In ruling on this argument, thejudge noted that it “is well established that the Fourth Amendment's requirements are `practical and not abstract’ and, thus, the sufficiency of a warrant must be judged in a `commonsense and realistic fashion.’” State v. Noyes, supra (quoting U.S. v. Ventresca, 382 U.S. 102 (1965). He then found that when the Google Warrant was read in a practical and nontechnical manner, it


does not violate the Fourth Amendment's particularity requirement. In numerous places, the warrant correctly identifies the subject e-mail account, `jeremynoyes @gmail.com,’ as a Google account. For example, on the face of the warrant the caption of the case clearly appears as follows: `In the Matter of the Search of Google account controlled by and using the e-mail address ‘jeremynoyes @gmail.com’ . . . Attachment A . . . lists the categories of items to be seized from this e-mail account and indicates with respect to Item number 1 that this includes `[a]ll opened, unopened, deleted, sent, received and draft e-mail, e-mail attachments, residing in the Google account using the e-mail address “jeremynoyes @gmail.com.”’


Noyes' objection arises from the fact that Item Numbers 2 through 4 make reference to a “Yahoo e-mail account. . . . Viewed in context, however, it is clear to the reader that the phrase . . . is merely a typographical error and that the account in question is a Google account. Under the circumstances, there could be no real confusion about which e-mail account search was being authorized by the Google Warrant, especially since the correct e-mail address `jeremynoyes @gmail.com’ was used in every instance and Noyes himself asserts that `gmail’ is `universally known’ to indicate a Google account.
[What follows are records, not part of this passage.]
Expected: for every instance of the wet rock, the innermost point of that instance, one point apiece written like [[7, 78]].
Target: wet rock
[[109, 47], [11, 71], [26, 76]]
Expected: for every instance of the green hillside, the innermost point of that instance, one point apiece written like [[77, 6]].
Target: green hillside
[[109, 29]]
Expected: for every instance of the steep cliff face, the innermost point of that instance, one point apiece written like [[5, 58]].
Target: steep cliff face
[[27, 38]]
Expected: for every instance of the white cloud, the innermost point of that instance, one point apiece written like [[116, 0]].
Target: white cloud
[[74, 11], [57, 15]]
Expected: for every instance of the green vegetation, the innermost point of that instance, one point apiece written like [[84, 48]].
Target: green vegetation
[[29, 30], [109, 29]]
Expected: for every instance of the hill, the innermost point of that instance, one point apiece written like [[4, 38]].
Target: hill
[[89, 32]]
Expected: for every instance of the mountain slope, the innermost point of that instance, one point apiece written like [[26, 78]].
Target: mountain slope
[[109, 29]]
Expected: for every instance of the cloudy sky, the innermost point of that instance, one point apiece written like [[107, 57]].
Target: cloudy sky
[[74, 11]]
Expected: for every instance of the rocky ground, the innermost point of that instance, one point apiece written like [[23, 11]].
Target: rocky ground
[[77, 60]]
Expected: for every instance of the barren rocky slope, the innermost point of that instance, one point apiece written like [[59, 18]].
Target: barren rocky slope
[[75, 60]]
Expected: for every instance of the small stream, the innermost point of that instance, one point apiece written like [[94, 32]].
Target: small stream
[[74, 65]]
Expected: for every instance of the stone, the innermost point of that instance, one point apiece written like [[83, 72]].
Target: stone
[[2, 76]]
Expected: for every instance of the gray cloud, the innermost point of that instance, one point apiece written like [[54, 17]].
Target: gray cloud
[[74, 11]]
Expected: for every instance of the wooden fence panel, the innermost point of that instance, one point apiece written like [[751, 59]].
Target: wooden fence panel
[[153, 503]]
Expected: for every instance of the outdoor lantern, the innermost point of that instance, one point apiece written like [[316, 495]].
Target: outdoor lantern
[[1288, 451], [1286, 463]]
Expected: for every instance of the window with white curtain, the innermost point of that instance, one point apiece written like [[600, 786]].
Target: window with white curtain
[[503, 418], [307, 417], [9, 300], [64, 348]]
Certainly, the corporate agents of Google who responded to the warrant would have been aware that the e-mail address `jeremynoyes@gmail.com’ denoted a Google account and not a Yahoo account. Thus, the Google Warrant fulfilled all three purposes of the particularity requirement: it adequately memorialized the precise search and seizure that the Magistrate Judge intended to permit, it confined the discretion of the officers who executed the warrant, and it informed the subject of the search what could be seized.


U.S. v. Noyes, supra. The judge therefore denied Noyes’ motion to suppress.


If you’d like to see a photo of Noyes (a medical student) and read the affidavit submitted in support of the criminal complaint filed against him, you can find both here.

2 comments:

Anonymous said...

I saw the original smoking gun post and felt this was an ugly case in a field that is not pretty. However, I was curious if the case has gone to trial yet and couldn't find much on the Internet. Do you happen to know if this is all occurring before his trial, or if he's been convicted and is appealing his conviction?

Susan Brenner said...

I don't know where the case stands . . . the opinion I based this post on issued last year. The case hadn't gone to trial when this opinion issued . . . but I don't know if it has. My guess is that it hasn't, since I can't find any relatively recent news stories about it . . . but I could be wrong.